Today, I want to share some survival tips from my personal experience in contacting and being contacted by translation agencies. Dealing with an experienced project manager can be a daunting and psychologically demanding task. They know what they want from you and they know how to extract it. It’s up to you to stand up for yourself.

Rates

They will come for your rates. They will come for your time and your dignity. Can you defend yourself? Can you survive? Have you survived? Has your rate survived?

Being a successful translator does not mean having constant work. It is no good to have lots of projects if they are paying you peanuts.

Try paying your bills with peanuts. Try raising your family on peanuts.

Being a successful translator means protecting your professional dignity. It means standing up to bossy agencies and not lowering your price every time they ask you to.

If you ever step onto that downward spiral; if you ever get sucked into that void of constant price reduction and accept a servile mentality, you will become the favorite with some agencies, but will it be worth it?
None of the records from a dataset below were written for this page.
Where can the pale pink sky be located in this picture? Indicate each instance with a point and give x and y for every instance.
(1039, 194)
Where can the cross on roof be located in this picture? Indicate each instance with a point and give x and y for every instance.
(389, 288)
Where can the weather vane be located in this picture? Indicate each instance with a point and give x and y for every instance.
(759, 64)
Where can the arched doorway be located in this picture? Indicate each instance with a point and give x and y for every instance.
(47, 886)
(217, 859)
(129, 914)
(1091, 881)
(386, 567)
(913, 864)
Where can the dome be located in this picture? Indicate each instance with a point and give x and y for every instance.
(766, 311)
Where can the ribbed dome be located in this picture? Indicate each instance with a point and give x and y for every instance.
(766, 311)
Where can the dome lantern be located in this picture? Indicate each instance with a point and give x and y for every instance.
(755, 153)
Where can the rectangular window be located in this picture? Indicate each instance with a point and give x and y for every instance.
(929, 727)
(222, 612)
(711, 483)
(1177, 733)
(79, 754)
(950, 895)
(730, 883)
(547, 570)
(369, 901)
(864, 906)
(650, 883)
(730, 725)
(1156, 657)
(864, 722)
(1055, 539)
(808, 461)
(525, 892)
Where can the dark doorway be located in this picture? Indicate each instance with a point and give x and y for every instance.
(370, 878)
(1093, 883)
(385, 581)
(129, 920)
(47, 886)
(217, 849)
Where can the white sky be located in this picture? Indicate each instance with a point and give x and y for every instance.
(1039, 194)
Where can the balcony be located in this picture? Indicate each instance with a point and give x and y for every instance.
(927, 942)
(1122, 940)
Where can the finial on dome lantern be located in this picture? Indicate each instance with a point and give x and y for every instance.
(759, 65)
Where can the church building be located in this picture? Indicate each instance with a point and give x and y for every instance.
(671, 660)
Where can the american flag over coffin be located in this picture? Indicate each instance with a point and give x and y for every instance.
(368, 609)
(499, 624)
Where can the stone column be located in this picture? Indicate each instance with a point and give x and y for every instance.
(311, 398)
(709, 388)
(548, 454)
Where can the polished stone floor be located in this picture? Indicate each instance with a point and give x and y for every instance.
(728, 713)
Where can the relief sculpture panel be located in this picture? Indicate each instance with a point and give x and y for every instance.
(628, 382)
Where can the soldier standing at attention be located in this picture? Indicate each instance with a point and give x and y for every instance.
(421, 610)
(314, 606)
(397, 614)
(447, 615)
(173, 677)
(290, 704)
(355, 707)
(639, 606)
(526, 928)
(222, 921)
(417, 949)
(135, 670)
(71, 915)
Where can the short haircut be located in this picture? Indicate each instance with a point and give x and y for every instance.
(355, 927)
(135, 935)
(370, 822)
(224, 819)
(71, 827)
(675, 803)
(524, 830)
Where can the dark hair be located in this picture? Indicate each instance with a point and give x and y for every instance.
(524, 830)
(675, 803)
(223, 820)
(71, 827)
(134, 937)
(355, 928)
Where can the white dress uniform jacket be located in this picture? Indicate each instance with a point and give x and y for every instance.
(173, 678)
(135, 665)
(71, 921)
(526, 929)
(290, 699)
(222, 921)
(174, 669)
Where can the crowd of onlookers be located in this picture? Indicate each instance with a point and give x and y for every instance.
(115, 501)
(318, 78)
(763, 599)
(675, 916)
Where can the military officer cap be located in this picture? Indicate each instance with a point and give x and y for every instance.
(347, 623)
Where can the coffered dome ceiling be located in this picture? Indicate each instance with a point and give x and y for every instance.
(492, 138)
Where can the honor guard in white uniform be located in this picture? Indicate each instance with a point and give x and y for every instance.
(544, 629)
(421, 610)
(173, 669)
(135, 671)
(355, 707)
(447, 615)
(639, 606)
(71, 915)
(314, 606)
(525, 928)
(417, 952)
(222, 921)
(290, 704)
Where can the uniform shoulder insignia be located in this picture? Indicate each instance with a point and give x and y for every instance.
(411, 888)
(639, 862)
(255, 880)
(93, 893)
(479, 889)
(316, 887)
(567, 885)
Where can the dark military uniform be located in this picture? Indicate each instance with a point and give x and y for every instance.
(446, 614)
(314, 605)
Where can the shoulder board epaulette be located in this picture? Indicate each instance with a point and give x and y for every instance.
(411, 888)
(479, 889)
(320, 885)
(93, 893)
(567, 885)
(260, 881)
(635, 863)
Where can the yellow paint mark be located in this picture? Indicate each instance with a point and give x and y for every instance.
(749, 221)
Do you know how many agencies there are that pay good money? A lot.

Do you know how many of them will deliberately avoid you and your submissive translation rate that gives off a stench of low-quality translator? Every one of them. Not will you only attract the scummiest agencies on the market, but you will end up doing more work than you will actually get paid. Do you really want that?

Be Responsive

A project manager is a person whose head is just about to explode from micromanaging single and multiple projects at a time. That is a why a project manager loves to work with a responsive translator, one that will not make his or her life even more difficult.
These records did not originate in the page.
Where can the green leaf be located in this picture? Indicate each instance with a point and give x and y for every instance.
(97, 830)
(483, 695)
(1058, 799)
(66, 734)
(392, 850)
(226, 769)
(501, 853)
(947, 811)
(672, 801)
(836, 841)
Do clients find you easy to work with? The client experience—your communications, responsiveness, amiability, grace under pressure, and so on—is every bit as important as the quality of your creative output.
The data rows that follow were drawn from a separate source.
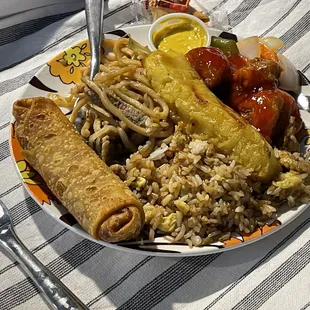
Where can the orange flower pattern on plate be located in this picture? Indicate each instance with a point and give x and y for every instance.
(67, 65)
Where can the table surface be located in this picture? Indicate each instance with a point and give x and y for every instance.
(272, 273)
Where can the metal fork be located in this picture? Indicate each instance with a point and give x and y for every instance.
(57, 295)
(94, 20)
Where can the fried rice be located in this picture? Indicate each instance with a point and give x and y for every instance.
(195, 195)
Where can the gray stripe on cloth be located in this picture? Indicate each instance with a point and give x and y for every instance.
(5, 124)
(242, 11)
(35, 250)
(120, 281)
(16, 32)
(22, 291)
(10, 190)
(275, 281)
(218, 6)
(306, 306)
(300, 28)
(172, 279)
(286, 14)
(69, 35)
(306, 68)
(4, 150)
(260, 262)
(20, 80)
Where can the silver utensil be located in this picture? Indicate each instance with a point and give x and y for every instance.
(94, 20)
(57, 295)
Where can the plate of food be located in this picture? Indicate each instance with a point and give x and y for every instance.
(177, 147)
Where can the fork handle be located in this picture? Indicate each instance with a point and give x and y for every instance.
(94, 20)
(57, 295)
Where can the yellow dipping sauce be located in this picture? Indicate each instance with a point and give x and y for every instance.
(181, 36)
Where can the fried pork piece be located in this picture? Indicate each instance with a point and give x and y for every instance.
(173, 77)
(256, 97)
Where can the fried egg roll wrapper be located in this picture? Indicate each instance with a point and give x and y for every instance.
(85, 185)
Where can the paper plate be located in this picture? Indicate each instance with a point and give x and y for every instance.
(58, 76)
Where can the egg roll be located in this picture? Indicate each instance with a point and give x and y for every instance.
(101, 203)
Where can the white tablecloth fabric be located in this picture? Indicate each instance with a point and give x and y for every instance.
(270, 274)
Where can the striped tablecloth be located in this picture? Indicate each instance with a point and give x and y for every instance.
(270, 274)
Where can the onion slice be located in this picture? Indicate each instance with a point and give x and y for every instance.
(249, 47)
(273, 43)
(289, 78)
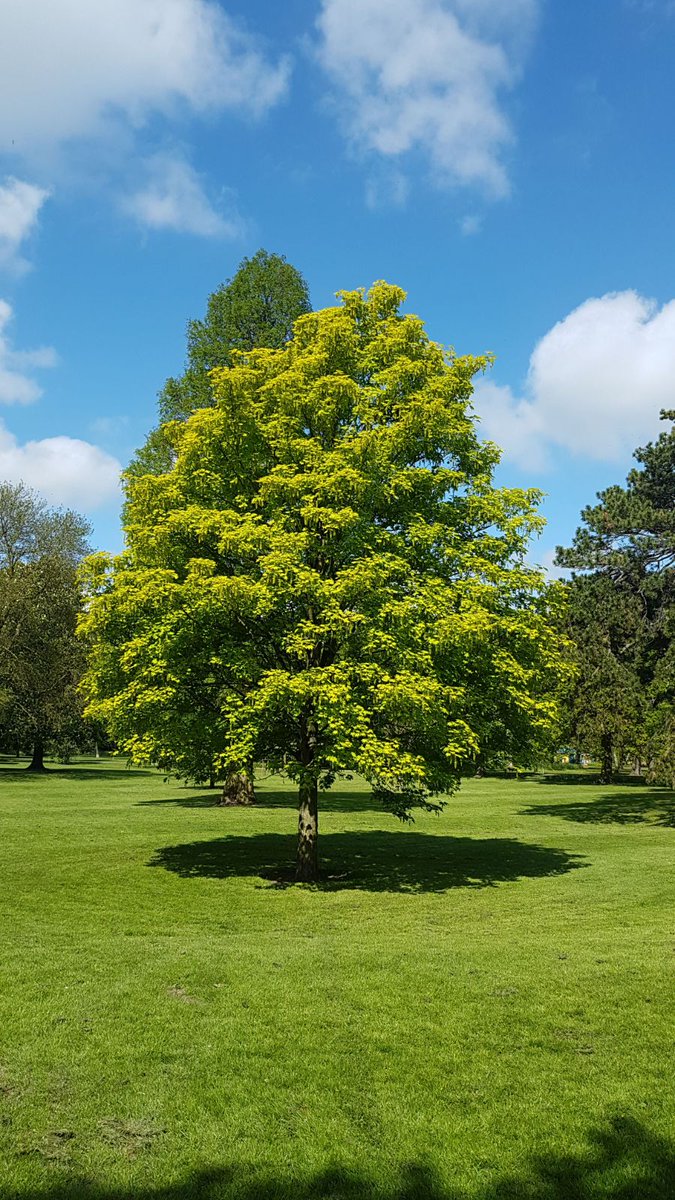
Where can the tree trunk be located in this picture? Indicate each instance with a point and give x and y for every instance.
(607, 766)
(238, 789)
(306, 870)
(37, 761)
This does not mean that you have to kneel at every one of their requests. They expect you to uphold your dignity, but they don’t want more troubles than what they already have.

They appreciate the ability in translators that can provide them with brief, but informative answers that don’t require further questioning. Read their emails and queries well, and provide them with all the necessary answers right in the first mail they get.

This cuts time for them and for you on unnecessary communication and waiting for replies, time which they can use to close the deal with the client faster. The entire responsiveness process is reflected at the other end as well. If the client is able to close a fast, good deal with the project manager, everyone gets paid!

Not only that, but you will be their favorite translator to work with, and one that creates the least amount of troubles for them.

Don’t Be Arrogant

It is easy for a translator to get arrogant. There are several opportunities for that. One of them is when his/her work is being sent to a reviewer despite the fact that he/she has lots of experience and projects behind his/her name.

Don’t get arrogant in such situations. You can easily get knocked of the train as an arrogant bastard if you can’t accept your errors (if the reviewer returned with any).

Many agencies have a policy of performing occasional revisions to see where their translators stand at the moment. In other cases, the nature of the project itself requires several revisions or maybe the client wants complete thoroughness.

After all, we all need to be reviewed from time to time. It’s the only way in which some translators can be forced to maintain their quality.

Don’t ever let your guard down. If you notice you are being arrogant, stop. It may cost you a client.